In the news the other week: 25% of babies born in the UK have at least one foreign parent (http://politics.guardian.co.uk/homeaffairs/story/0,,2156006,00.html). I love this, because it looks so simple but in reality there’s loads going on.
Migration Watch said:
‘News today that one in four children born in Britain has a foreign parent is clearest possible evidence of the effect of mass immigration on our society. Many people simply don’t understand how this could have happened without anyone being consulted’
Mmm… now ‘foreign parent’ should read as ‘foreign-born parent’ because that’s what the data covered. And this covers a wide range of situations. It includes people born to British parents while overseas (perhaps while in diplomatic service, the forces, or in business): in 2001 a quarter of the ‘foreign-born people’ in the UK had at least one parent who was born here. It also includes the stereotypical Thai bride and other partners that we Brits meet when on holiday.

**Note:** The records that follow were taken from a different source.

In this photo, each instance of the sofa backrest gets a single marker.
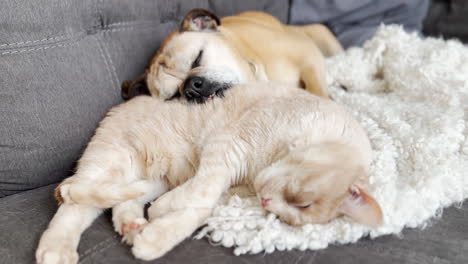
(61, 66)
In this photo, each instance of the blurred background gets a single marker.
(355, 21)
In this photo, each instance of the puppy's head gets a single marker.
(317, 184)
(196, 62)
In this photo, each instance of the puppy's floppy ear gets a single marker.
(361, 207)
(131, 89)
(200, 20)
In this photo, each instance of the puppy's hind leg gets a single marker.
(59, 242)
(128, 217)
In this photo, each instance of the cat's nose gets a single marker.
(265, 202)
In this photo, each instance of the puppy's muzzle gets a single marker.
(199, 89)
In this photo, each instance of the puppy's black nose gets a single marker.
(195, 83)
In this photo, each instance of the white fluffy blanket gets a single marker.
(411, 95)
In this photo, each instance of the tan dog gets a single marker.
(236, 49)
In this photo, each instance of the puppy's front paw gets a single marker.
(56, 253)
(153, 242)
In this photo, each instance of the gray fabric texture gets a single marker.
(61, 66)
(355, 21)
(28, 213)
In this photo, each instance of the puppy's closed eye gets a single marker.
(196, 62)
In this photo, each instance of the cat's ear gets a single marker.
(361, 207)
(200, 20)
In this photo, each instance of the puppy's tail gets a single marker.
(101, 195)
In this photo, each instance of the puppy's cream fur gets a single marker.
(305, 154)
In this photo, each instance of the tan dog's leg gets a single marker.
(322, 36)
(59, 242)
(313, 76)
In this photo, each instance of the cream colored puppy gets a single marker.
(233, 50)
(306, 157)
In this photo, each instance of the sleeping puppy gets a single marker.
(306, 158)
(207, 55)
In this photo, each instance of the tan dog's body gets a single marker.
(306, 157)
(250, 46)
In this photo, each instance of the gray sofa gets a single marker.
(61, 65)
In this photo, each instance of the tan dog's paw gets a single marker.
(56, 254)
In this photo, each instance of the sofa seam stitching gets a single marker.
(112, 68)
(24, 44)
(37, 48)
(101, 52)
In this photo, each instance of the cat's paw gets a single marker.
(56, 253)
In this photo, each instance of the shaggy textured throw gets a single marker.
(411, 96)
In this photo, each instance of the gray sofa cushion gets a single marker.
(25, 216)
(61, 65)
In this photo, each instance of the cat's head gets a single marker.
(316, 184)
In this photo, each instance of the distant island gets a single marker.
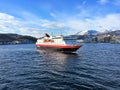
(92, 36)
(89, 36)
(16, 39)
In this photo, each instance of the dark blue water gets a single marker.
(94, 67)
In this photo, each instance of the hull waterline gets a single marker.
(61, 48)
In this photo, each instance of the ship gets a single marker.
(58, 43)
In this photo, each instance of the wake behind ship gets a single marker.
(58, 43)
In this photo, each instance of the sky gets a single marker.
(36, 17)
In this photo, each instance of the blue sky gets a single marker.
(35, 17)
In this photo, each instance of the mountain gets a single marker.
(16, 39)
(88, 32)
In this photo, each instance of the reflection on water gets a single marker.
(93, 67)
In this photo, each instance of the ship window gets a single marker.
(71, 41)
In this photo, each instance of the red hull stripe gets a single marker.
(59, 46)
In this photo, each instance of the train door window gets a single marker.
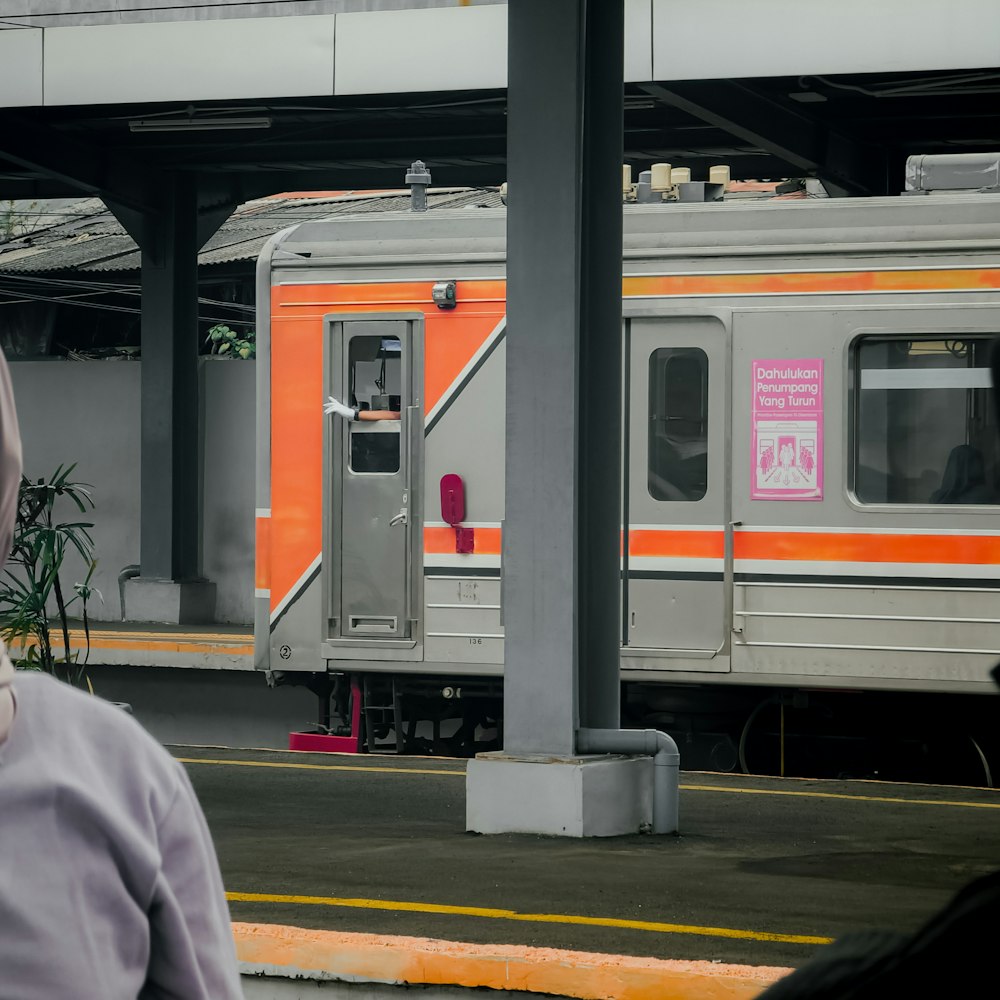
(925, 432)
(374, 379)
(678, 424)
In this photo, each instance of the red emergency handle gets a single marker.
(452, 499)
(453, 512)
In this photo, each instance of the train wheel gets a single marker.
(782, 738)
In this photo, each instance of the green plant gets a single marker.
(32, 578)
(226, 341)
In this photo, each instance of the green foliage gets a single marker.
(32, 578)
(17, 222)
(228, 342)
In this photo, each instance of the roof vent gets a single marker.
(418, 179)
(952, 172)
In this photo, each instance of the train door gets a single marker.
(678, 559)
(371, 488)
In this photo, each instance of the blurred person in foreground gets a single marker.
(109, 884)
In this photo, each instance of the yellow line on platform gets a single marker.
(841, 795)
(684, 788)
(541, 918)
(316, 767)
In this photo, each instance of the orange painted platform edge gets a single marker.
(423, 961)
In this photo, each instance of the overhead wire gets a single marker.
(111, 288)
(105, 306)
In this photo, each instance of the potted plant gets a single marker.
(32, 580)
(228, 343)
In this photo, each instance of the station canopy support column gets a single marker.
(561, 544)
(170, 587)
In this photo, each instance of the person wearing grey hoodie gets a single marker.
(109, 884)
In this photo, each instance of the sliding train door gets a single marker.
(372, 525)
(677, 559)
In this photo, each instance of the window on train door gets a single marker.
(374, 381)
(924, 422)
(678, 424)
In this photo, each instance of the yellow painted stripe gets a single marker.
(316, 767)
(840, 795)
(954, 803)
(312, 954)
(535, 918)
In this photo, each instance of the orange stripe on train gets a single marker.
(951, 279)
(441, 541)
(451, 338)
(821, 546)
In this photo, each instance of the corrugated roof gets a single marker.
(92, 240)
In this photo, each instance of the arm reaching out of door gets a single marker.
(339, 409)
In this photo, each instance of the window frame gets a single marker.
(851, 423)
(705, 363)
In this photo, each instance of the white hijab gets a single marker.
(10, 481)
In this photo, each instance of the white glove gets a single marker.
(335, 406)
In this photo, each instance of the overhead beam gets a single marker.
(267, 182)
(80, 166)
(804, 143)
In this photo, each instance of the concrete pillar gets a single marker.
(169, 587)
(561, 555)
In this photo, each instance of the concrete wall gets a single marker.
(233, 708)
(63, 13)
(229, 453)
(88, 413)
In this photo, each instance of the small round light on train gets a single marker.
(445, 294)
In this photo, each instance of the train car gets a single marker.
(811, 472)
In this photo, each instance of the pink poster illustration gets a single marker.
(787, 435)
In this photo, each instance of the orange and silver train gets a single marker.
(811, 472)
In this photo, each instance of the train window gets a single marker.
(374, 379)
(678, 424)
(374, 452)
(925, 432)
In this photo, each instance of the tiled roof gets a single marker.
(92, 240)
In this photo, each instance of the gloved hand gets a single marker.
(335, 406)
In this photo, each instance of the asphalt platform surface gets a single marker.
(764, 871)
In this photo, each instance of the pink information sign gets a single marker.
(787, 440)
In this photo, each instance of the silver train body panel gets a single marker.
(867, 586)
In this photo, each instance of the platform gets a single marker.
(151, 644)
(765, 872)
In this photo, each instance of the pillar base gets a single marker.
(172, 602)
(600, 796)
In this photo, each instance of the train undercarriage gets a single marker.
(875, 735)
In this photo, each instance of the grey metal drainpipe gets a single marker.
(666, 766)
(128, 573)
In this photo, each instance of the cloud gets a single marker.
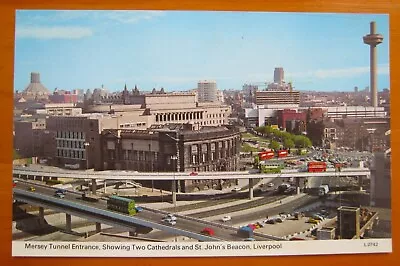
(130, 17)
(55, 32)
(66, 16)
(338, 73)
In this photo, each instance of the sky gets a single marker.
(176, 49)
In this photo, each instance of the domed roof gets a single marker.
(35, 88)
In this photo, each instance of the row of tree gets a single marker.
(287, 139)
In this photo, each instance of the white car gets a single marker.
(226, 218)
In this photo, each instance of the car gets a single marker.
(271, 221)
(207, 231)
(312, 221)
(318, 217)
(170, 216)
(226, 218)
(168, 221)
(60, 195)
(60, 191)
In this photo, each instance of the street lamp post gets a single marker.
(174, 158)
(151, 159)
(87, 144)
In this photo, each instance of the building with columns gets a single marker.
(173, 148)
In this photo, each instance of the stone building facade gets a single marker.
(174, 148)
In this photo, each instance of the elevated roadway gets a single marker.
(133, 175)
(73, 204)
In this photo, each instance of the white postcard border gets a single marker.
(198, 249)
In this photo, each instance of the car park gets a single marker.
(170, 216)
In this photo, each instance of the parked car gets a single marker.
(226, 218)
(271, 221)
(60, 195)
(207, 231)
(168, 221)
(312, 221)
(170, 216)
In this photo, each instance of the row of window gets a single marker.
(70, 144)
(178, 116)
(71, 154)
(141, 124)
(70, 135)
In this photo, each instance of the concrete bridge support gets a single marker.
(360, 182)
(297, 186)
(98, 227)
(173, 190)
(41, 214)
(251, 189)
(68, 225)
(94, 186)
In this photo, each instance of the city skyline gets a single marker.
(176, 49)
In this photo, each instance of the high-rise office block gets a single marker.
(373, 39)
(207, 91)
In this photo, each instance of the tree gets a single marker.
(315, 131)
(274, 145)
(16, 155)
(288, 143)
(302, 141)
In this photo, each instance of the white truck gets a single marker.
(323, 190)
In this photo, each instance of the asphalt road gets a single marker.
(188, 225)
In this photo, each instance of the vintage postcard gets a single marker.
(195, 134)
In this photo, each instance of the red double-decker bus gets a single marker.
(282, 153)
(266, 155)
(316, 166)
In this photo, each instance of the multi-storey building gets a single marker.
(60, 109)
(174, 148)
(381, 180)
(29, 137)
(268, 97)
(207, 91)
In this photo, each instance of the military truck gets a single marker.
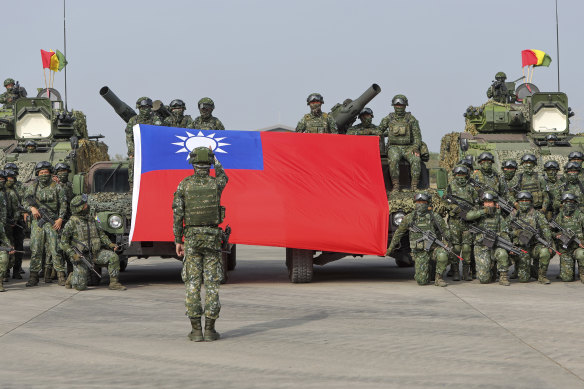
(300, 262)
(60, 135)
(533, 121)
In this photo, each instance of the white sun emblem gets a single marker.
(190, 142)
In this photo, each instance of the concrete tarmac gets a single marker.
(362, 323)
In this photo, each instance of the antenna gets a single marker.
(558, 44)
(65, 49)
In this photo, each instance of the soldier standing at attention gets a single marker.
(207, 121)
(404, 141)
(570, 218)
(366, 127)
(424, 218)
(177, 116)
(83, 232)
(316, 122)
(145, 116)
(197, 206)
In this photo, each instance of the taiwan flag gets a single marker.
(309, 191)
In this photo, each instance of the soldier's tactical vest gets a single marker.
(316, 124)
(202, 206)
(86, 237)
(400, 129)
(533, 186)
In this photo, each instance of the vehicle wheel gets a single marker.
(232, 259)
(300, 269)
(123, 262)
(224, 267)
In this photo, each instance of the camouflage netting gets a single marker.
(90, 152)
(405, 201)
(449, 151)
(114, 202)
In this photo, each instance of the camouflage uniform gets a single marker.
(426, 220)
(486, 257)
(575, 223)
(197, 205)
(536, 251)
(83, 232)
(404, 141)
(44, 240)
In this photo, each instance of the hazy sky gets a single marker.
(260, 59)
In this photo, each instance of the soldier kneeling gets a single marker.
(83, 238)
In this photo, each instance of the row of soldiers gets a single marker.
(63, 236)
(404, 137)
(521, 219)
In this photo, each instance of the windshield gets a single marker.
(118, 183)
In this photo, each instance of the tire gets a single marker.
(301, 266)
(123, 262)
(232, 259)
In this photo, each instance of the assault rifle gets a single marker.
(503, 204)
(567, 236)
(491, 239)
(85, 260)
(530, 233)
(430, 238)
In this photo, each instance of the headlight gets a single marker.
(114, 222)
(397, 218)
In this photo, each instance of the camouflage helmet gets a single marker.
(399, 100)
(551, 165)
(575, 155)
(528, 158)
(366, 111)
(569, 197)
(461, 169)
(201, 156)
(314, 97)
(177, 103)
(78, 203)
(62, 166)
(572, 166)
(509, 164)
(524, 196)
(11, 166)
(489, 196)
(486, 156)
(422, 197)
(43, 165)
(144, 101)
(206, 101)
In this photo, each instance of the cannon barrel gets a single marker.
(124, 110)
(346, 113)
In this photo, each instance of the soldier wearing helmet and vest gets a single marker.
(317, 121)
(404, 141)
(83, 233)
(145, 116)
(207, 121)
(461, 237)
(498, 90)
(529, 180)
(571, 219)
(197, 214)
(424, 218)
(177, 116)
(50, 196)
(523, 238)
(366, 127)
(489, 218)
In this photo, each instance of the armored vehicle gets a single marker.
(56, 135)
(300, 262)
(532, 121)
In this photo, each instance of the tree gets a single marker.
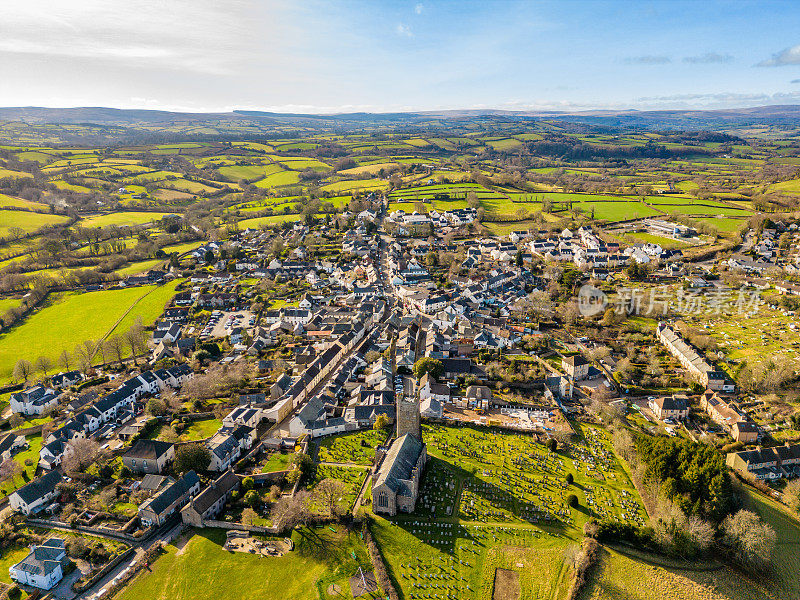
(191, 457)
(252, 498)
(249, 516)
(156, 407)
(289, 512)
(43, 364)
(116, 348)
(792, 494)
(23, 369)
(428, 365)
(9, 469)
(330, 492)
(79, 454)
(65, 359)
(749, 539)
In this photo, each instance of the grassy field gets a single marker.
(267, 221)
(32, 455)
(27, 221)
(491, 500)
(357, 448)
(122, 218)
(69, 319)
(200, 569)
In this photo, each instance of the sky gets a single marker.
(385, 56)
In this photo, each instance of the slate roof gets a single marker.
(399, 462)
(39, 487)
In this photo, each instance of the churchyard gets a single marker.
(491, 499)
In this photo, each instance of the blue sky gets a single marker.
(387, 56)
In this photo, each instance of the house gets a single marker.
(149, 456)
(210, 502)
(225, 450)
(670, 407)
(576, 366)
(31, 498)
(396, 484)
(157, 509)
(10, 444)
(43, 567)
(745, 432)
(34, 400)
(244, 415)
(479, 396)
(64, 380)
(430, 388)
(767, 463)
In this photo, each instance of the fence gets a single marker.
(240, 527)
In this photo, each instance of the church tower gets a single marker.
(408, 419)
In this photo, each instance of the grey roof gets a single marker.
(159, 503)
(148, 449)
(399, 462)
(217, 489)
(39, 487)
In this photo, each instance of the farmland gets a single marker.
(196, 567)
(70, 318)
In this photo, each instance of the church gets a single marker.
(395, 485)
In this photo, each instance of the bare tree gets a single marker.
(23, 370)
(43, 365)
(288, 511)
(330, 492)
(65, 359)
(249, 516)
(116, 348)
(79, 454)
(9, 469)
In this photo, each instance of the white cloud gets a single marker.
(787, 56)
(404, 30)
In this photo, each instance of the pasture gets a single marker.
(27, 221)
(122, 218)
(196, 567)
(70, 318)
(491, 499)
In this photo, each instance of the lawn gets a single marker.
(122, 218)
(13, 202)
(267, 221)
(69, 319)
(32, 454)
(27, 221)
(277, 461)
(357, 448)
(202, 570)
(491, 499)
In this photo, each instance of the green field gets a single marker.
(267, 221)
(69, 319)
(27, 221)
(200, 569)
(492, 499)
(357, 448)
(122, 218)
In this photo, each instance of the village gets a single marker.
(404, 369)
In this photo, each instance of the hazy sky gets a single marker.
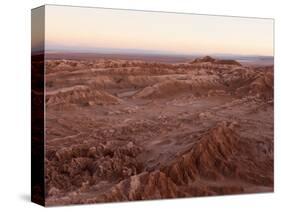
(78, 28)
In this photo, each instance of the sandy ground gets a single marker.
(120, 130)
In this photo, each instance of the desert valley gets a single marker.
(122, 129)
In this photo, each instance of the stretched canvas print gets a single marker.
(140, 105)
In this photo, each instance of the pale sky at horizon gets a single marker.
(87, 28)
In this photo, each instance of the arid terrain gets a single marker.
(128, 129)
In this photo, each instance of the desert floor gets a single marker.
(119, 130)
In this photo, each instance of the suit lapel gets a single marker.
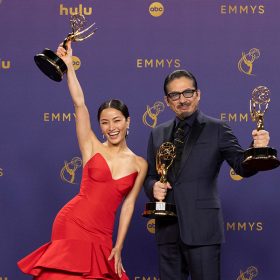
(193, 136)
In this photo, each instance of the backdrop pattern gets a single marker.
(232, 47)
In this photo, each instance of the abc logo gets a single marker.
(235, 176)
(76, 62)
(151, 226)
(156, 9)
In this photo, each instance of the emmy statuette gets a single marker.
(264, 158)
(51, 64)
(164, 159)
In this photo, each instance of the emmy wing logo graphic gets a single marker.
(68, 172)
(150, 116)
(249, 274)
(245, 64)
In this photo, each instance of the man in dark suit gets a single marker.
(190, 244)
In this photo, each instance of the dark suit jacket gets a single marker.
(194, 189)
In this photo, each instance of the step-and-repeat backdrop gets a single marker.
(231, 46)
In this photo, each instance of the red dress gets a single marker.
(82, 231)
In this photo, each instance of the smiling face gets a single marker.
(184, 106)
(114, 125)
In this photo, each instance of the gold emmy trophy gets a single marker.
(264, 158)
(164, 159)
(51, 64)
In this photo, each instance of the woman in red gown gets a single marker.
(81, 245)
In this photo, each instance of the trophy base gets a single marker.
(155, 210)
(261, 159)
(51, 64)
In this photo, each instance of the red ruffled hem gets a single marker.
(77, 256)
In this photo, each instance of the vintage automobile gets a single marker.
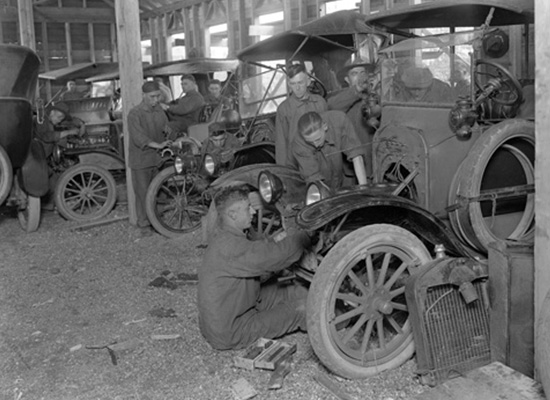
(23, 171)
(89, 166)
(451, 175)
(179, 196)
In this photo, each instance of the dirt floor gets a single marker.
(64, 290)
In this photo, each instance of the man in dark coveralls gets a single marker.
(185, 111)
(289, 111)
(146, 124)
(350, 101)
(235, 308)
(319, 149)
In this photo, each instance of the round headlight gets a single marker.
(178, 165)
(209, 164)
(271, 187)
(316, 191)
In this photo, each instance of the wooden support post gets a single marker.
(68, 43)
(187, 30)
(46, 57)
(542, 161)
(231, 27)
(26, 24)
(287, 12)
(243, 27)
(131, 78)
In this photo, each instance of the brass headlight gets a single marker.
(209, 164)
(271, 187)
(316, 191)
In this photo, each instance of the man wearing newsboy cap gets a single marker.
(146, 125)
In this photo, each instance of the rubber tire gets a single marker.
(150, 201)
(68, 176)
(6, 175)
(542, 345)
(331, 271)
(29, 218)
(468, 221)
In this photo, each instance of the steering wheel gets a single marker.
(509, 93)
(317, 87)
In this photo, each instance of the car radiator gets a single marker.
(449, 309)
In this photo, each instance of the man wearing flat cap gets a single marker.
(299, 102)
(146, 124)
(422, 87)
(350, 100)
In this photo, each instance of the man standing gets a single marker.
(146, 124)
(289, 111)
(322, 141)
(350, 100)
(215, 96)
(235, 308)
(185, 111)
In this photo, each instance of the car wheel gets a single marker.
(174, 203)
(502, 160)
(6, 175)
(357, 317)
(85, 192)
(29, 217)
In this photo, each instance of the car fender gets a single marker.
(104, 159)
(367, 209)
(33, 175)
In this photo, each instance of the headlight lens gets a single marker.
(271, 187)
(209, 164)
(178, 165)
(316, 191)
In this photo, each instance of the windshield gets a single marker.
(433, 70)
(262, 90)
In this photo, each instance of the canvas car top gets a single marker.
(179, 67)
(322, 35)
(456, 13)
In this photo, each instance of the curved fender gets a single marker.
(103, 159)
(33, 175)
(367, 209)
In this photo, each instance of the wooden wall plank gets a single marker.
(542, 161)
(131, 77)
(26, 24)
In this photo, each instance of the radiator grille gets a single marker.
(456, 333)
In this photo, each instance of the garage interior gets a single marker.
(103, 36)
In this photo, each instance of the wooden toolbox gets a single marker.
(265, 354)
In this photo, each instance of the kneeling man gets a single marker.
(235, 308)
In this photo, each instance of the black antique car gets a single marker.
(450, 176)
(23, 170)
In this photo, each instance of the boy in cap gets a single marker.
(220, 143)
(356, 75)
(422, 87)
(147, 124)
(300, 101)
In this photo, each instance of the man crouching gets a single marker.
(235, 308)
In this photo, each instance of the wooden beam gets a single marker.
(46, 57)
(542, 161)
(287, 12)
(231, 25)
(74, 14)
(131, 78)
(68, 43)
(26, 24)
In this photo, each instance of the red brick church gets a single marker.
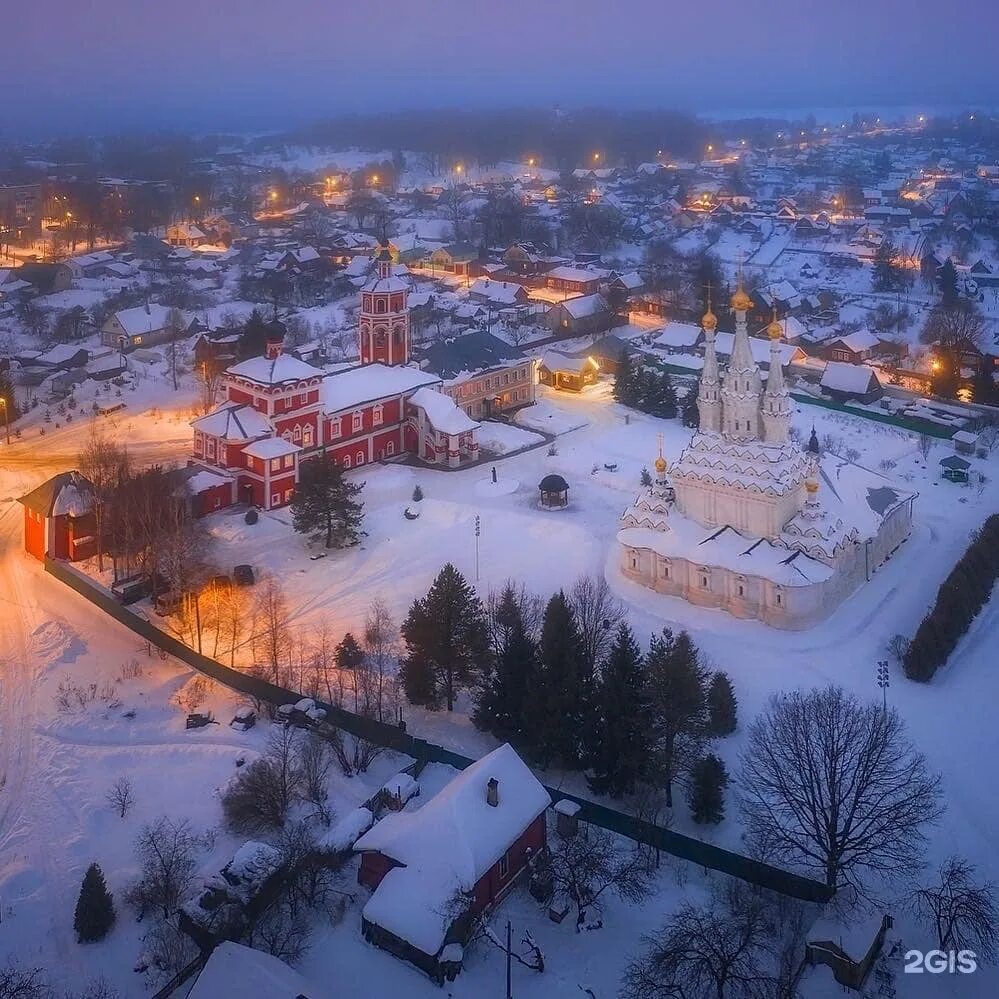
(279, 411)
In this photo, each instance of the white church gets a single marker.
(747, 520)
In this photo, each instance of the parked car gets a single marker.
(130, 590)
(243, 719)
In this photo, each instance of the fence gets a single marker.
(395, 738)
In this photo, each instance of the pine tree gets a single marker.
(722, 707)
(446, 641)
(501, 705)
(8, 395)
(706, 790)
(324, 506)
(620, 745)
(691, 414)
(676, 690)
(95, 913)
(558, 707)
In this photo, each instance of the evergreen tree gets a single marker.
(7, 394)
(558, 707)
(691, 414)
(722, 707)
(676, 690)
(324, 505)
(348, 654)
(95, 913)
(625, 385)
(706, 789)
(947, 276)
(446, 641)
(501, 705)
(620, 743)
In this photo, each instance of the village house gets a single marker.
(141, 326)
(578, 316)
(59, 519)
(434, 870)
(483, 374)
(561, 371)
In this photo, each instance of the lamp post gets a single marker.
(884, 682)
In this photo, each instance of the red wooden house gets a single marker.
(434, 869)
(59, 518)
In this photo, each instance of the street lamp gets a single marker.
(884, 682)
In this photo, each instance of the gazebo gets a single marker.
(554, 492)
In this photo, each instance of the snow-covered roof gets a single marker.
(271, 447)
(274, 370)
(234, 971)
(841, 376)
(351, 388)
(143, 319)
(442, 412)
(238, 422)
(448, 844)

And there are also those people who are here because of work, and won’t be staying long. One of my favourite statistics relates to a place called Forest Heath in Suffolk. In this report it stood out because 47% of children are born to foreign-born parents. I spotted the place a few years ago because it has really high numbers of ‘White other’. ‘Are they Poles here to do agricultural work?’, you ask. If you know the area, you’ll know why. It’s Mildenhall and Lakenheath, two outposts of the USA. They’re airbases from which the US can strike at middle East/eastern European targets. Full of Americans in their family stage. Are these the immigrants Migration Watch are talking about?